As an advisor, I have found myself at times completely stumped by a client’s unwillingness, or seeming inability, to make changes or decisions even when presented with clear and obvious information that such a change would be in their best interest.
Of course, we all know that change, particularly in regards to money, can be overwhelming. However, in most cases of paralysis that I have seen, it is clear that the inability to move forward is not from a lack of confidence, but rather from too much information.
I have worked with a few clients over the years who cite research and projections from every known financial blog under the sun in order to defend their inability to move forward proactively.

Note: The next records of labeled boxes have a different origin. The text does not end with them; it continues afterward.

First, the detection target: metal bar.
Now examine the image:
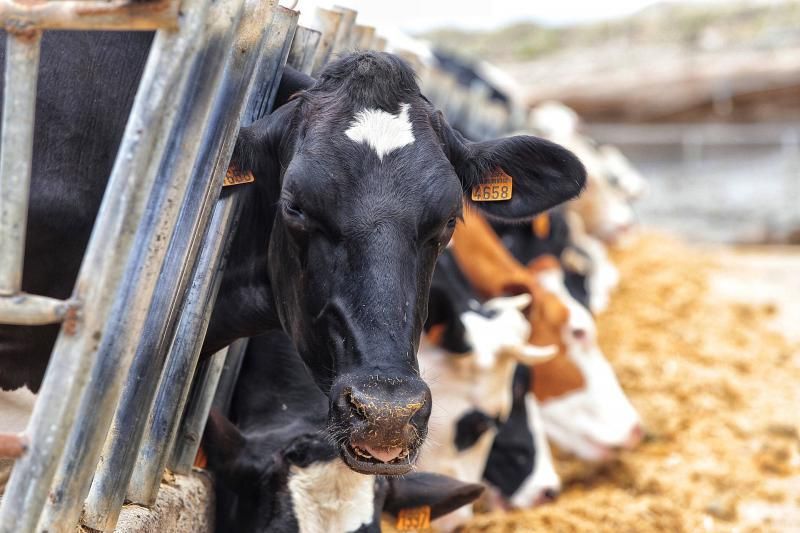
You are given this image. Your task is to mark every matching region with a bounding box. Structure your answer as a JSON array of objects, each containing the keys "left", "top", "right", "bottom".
[
  {"left": 127, "top": 185, "right": 241, "bottom": 507},
  {"left": 39, "top": 0, "right": 269, "bottom": 532},
  {"left": 128, "top": 6, "right": 297, "bottom": 505},
  {"left": 83, "top": 0, "right": 274, "bottom": 530},
  {"left": 0, "top": 433, "right": 28, "bottom": 459},
  {"left": 0, "top": 0, "right": 178, "bottom": 35},
  {"left": 167, "top": 348, "right": 229, "bottom": 475},
  {"left": 311, "top": 7, "right": 342, "bottom": 74},
  {"left": 286, "top": 26, "right": 322, "bottom": 74},
  {"left": 331, "top": 6, "right": 358, "bottom": 57},
  {"left": 0, "top": 0, "right": 208, "bottom": 533},
  {"left": 0, "top": 290, "right": 79, "bottom": 326},
  {"left": 213, "top": 339, "right": 248, "bottom": 415},
  {"left": 242, "top": 6, "right": 300, "bottom": 125},
  {"left": 0, "top": 32, "right": 42, "bottom": 296}
]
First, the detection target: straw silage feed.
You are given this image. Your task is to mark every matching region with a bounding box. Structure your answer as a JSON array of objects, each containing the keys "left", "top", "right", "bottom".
[{"left": 456, "top": 234, "right": 800, "bottom": 533}]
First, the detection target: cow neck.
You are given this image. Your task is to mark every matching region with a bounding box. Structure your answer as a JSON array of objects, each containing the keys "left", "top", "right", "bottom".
[{"left": 203, "top": 182, "right": 280, "bottom": 353}]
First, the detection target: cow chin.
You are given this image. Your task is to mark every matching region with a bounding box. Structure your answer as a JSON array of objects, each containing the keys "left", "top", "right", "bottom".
[{"left": 339, "top": 436, "right": 419, "bottom": 476}]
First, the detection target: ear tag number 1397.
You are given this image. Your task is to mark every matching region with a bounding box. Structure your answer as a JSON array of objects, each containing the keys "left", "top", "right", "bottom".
[{"left": 472, "top": 167, "right": 513, "bottom": 202}]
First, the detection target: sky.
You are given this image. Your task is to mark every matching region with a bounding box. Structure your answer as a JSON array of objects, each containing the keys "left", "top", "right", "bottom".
[{"left": 281, "top": 0, "right": 680, "bottom": 33}]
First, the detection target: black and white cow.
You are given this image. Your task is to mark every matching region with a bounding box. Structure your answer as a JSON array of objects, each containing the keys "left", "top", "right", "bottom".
[
  {"left": 483, "top": 365, "right": 561, "bottom": 508},
  {"left": 0, "top": 32, "right": 585, "bottom": 474},
  {"left": 203, "top": 331, "right": 483, "bottom": 533},
  {"left": 418, "top": 252, "right": 559, "bottom": 530},
  {"left": 492, "top": 208, "right": 596, "bottom": 308}
]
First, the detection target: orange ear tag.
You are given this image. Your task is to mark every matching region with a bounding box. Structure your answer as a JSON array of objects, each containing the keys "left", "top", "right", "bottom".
[
  {"left": 396, "top": 505, "right": 431, "bottom": 531},
  {"left": 533, "top": 213, "right": 550, "bottom": 239},
  {"left": 222, "top": 164, "right": 256, "bottom": 187},
  {"left": 472, "top": 167, "right": 513, "bottom": 202}
]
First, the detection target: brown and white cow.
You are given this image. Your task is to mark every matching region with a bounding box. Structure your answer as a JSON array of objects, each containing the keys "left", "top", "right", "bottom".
[{"left": 452, "top": 211, "right": 642, "bottom": 460}]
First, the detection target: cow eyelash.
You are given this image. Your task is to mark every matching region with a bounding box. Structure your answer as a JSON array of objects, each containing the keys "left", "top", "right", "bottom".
[{"left": 283, "top": 200, "right": 306, "bottom": 218}]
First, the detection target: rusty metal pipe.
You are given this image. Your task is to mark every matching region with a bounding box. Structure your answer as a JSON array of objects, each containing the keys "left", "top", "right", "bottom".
[
  {"left": 0, "top": 31, "right": 42, "bottom": 296},
  {"left": 0, "top": 433, "right": 28, "bottom": 459},
  {"left": 0, "top": 0, "right": 208, "bottom": 533}
]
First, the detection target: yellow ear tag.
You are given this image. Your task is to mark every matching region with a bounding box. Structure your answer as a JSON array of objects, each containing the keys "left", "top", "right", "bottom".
[
  {"left": 222, "top": 164, "right": 256, "bottom": 187},
  {"left": 472, "top": 167, "right": 513, "bottom": 202},
  {"left": 396, "top": 505, "right": 431, "bottom": 531},
  {"left": 533, "top": 213, "right": 550, "bottom": 239}
]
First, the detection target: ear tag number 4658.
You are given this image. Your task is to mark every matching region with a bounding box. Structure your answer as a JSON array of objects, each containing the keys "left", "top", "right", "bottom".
[{"left": 472, "top": 167, "right": 513, "bottom": 202}]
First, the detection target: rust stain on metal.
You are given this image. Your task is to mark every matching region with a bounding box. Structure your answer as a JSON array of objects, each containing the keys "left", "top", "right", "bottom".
[
  {"left": 0, "top": 433, "right": 28, "bottom": 459},
  {"left": 61, "top": 303, "right": 80, "bottom": 335}
]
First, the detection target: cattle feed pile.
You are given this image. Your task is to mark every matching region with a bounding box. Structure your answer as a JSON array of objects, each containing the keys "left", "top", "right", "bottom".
[{"left": 456, "top": 233, "right": 800, "bottom": 533}]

Unfortunately, this can sometimes lead to real financial losses or missed opportunities.
I was reflecting on this the other night when I found this great article from Investopedia, Information Overload: How It Hurts Investors .
The article describes exactly what I have witnessed first-hand with my own clients.
“While some investors inevitably have too little information, others have too much, which leads to panic and either bad decisions or trusting the wrong people. When people are exposed to too much information, they tend to withdraw from the decision-making process and reduce their efforts.”
Now, this is the information age after all, and there is no question that at some point all of us suffer from information overload. Usually this takes the form of an overflowing inbox or a temporary withdrawal from the blogosphere, but when it is preventing us from taking positive, actionable, steps towards improving our financial security and peace of mind, it becomes an issue to be addressed.
When it comes to financial information, there needs to be a middle ground. Too much information causes panic, too little creates an inability to make an informed decision. Neither is good. In both cases, the sufferer will withdraw, go with the status quo, or choose the path of least resistance, rather than what is the optimal decision for them. Not good.
A middle ground is a place where investors are adequately educated about their options, but not so much so that they are driven into a place of “dysfunctional overload.” (Investopedia) It is, thus, our job as advisors to ensure that we are providing our clients with the appropriate amount of sufficient, accurate, understandable information.
Equally as important is an investor’s ability to openly communicate with their advisors if they find that they simply do not understand the information, or the process, or if they need further clarification.
What this boils down to is that investors need to work with advisors that they not only trust, but that they actually have access to! Advisors that can give them the time and attention they deserve. Advisors that are dedicated to providing the necessary education required to make productive financial decisions.
Does this describe your financial advisor?